Der deutsche Agrarchemiekonzern Bayer hat einen bedeutenden Erfolg in den USA erzielt. Der Oberste Gerichtshof der USA entschied zugunsten des Unternehmens in einem Rechtsstreit um das umstrittene Herbizid Glyphosat. Die Entscheidung besagt, dass die Zulassungsvorgaben der US-Bundesbehörden Vorrang vor den Regelungen einzelner Bundesstaaten haben. Diese Entwicklung führte zu einem starken Anstieg der Bayer-Aktie um etwa 17 %.

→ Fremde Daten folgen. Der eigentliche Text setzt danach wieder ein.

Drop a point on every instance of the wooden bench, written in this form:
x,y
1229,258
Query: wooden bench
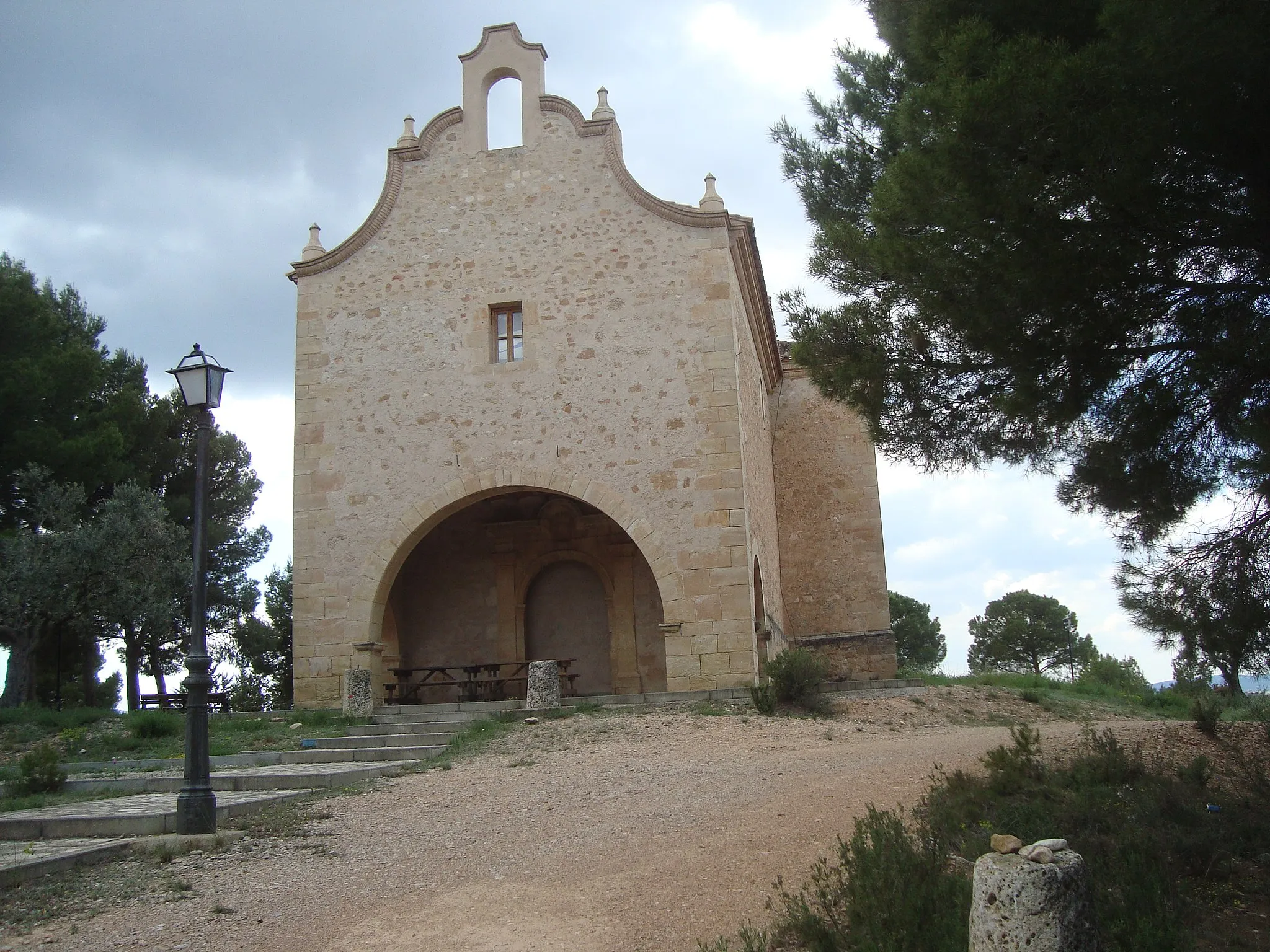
x,y
473,682
215,700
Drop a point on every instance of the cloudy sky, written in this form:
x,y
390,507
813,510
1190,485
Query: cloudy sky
x,y
167,159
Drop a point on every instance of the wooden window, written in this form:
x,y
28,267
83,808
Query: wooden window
x,y
507,327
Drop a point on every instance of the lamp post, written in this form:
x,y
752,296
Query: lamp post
x,y
201,380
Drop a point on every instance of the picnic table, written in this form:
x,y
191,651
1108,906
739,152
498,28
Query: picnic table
x,y
488,681
178,701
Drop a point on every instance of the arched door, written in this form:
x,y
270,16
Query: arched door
x,y
566,616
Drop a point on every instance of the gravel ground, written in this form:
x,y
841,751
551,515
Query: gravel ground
x,y
620,832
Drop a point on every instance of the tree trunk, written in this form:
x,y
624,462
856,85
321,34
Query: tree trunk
x,y
88,673
133,668
156,664
20,678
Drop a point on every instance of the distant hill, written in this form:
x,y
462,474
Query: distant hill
x,y
1251,684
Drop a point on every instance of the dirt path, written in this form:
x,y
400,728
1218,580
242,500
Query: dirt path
x,y
638,832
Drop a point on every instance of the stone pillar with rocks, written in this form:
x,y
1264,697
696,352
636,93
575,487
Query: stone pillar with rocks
x,y
358,696
1034,897
543,685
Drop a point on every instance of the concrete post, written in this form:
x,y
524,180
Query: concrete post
x,y
358,700
1032,906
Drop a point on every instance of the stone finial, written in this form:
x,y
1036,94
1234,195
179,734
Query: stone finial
x,y
408,138
710,201
314,248
603,111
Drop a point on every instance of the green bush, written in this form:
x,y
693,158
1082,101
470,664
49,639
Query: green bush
x,y
1124,677
40,772
796,677
51,718
888,890
153,725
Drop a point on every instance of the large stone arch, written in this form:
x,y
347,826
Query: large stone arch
x,y
381,566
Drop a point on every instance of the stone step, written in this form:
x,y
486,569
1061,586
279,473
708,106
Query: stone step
x,y
419,715
321,776
446,729
140,815
361,754
380,741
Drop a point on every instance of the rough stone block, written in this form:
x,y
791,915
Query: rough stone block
x,y
1019,904
358,697
543,685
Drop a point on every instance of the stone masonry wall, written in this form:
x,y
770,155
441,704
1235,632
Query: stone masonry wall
x,y
832,564
863,656
757,466
626,395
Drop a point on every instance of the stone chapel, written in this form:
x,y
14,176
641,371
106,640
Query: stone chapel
x,y
543,413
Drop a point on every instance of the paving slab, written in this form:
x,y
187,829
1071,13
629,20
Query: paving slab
x,y
20,861
309,776
139,815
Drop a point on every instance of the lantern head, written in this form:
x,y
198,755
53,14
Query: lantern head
x,y
201,380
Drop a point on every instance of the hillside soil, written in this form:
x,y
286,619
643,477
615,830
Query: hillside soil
x,y
625,832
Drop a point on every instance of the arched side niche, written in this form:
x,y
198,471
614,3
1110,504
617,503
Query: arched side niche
x,y
455,589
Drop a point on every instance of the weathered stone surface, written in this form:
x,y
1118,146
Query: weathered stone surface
x,y
1005,843
1037,853
854,656
649,389
358,700
544,685
1036,907
830,517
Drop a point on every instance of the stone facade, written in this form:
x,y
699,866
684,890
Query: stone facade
x,y
651,412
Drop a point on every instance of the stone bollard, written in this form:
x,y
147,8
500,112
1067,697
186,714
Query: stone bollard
x,y
358,697
543,685
1034,906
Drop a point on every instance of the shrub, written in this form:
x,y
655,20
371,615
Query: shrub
x,y
151,725
1124,677
889,890
796,677
248,692
40,771
763,699
1207,711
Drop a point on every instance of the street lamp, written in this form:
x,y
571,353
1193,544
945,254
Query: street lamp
x,y
201,380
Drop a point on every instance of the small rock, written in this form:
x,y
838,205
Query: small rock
x,y
1005,843
1038,855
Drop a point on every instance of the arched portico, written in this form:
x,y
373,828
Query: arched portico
x,y
585,523
380,569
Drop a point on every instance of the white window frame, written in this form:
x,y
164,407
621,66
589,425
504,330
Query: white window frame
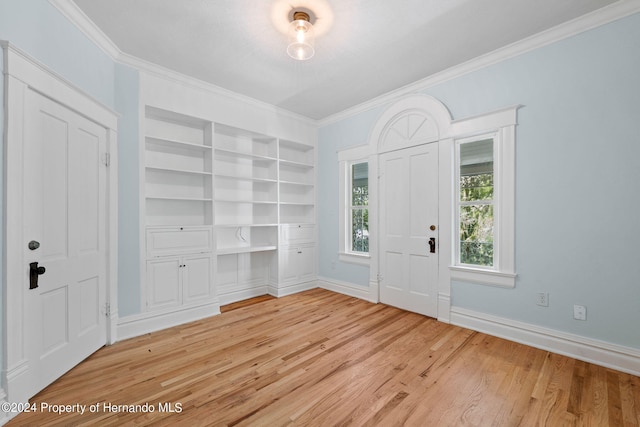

Ein Meilenstein im Glyphosat-Rechtsstreit
Der Erfolg vor dem obersten Gericht stellt einen entscheidenden Schritt für Bayer dar, um den langwierigen und kostspieligen Rechtsstreit um Glyphosat zu bewältigen. Laut Konzernchef Bill Anderson plant das Unternehmen, die Risiken bis Ende 2026 erheblich zu reduzieren. Derzeit sind rund 67.000 Klagen gegen Bayer anhängig, die durch einen außergerichtlichen Vergleich beigelegt werden sollen, für den Bayer 7,25 Milliarden Dollar bereitgestellt hat.
Bayer ist bestrebt, eine neue Welle von Klagen zu verhindern. Viele Amerikaner machen das Herbizid für ihre Krebserkrankungen verantwortlich. Neben dem Vergleich wird das Urteil des Supreme Court als Schlüssel zur Vermeidung weiterer Klagen angesehen.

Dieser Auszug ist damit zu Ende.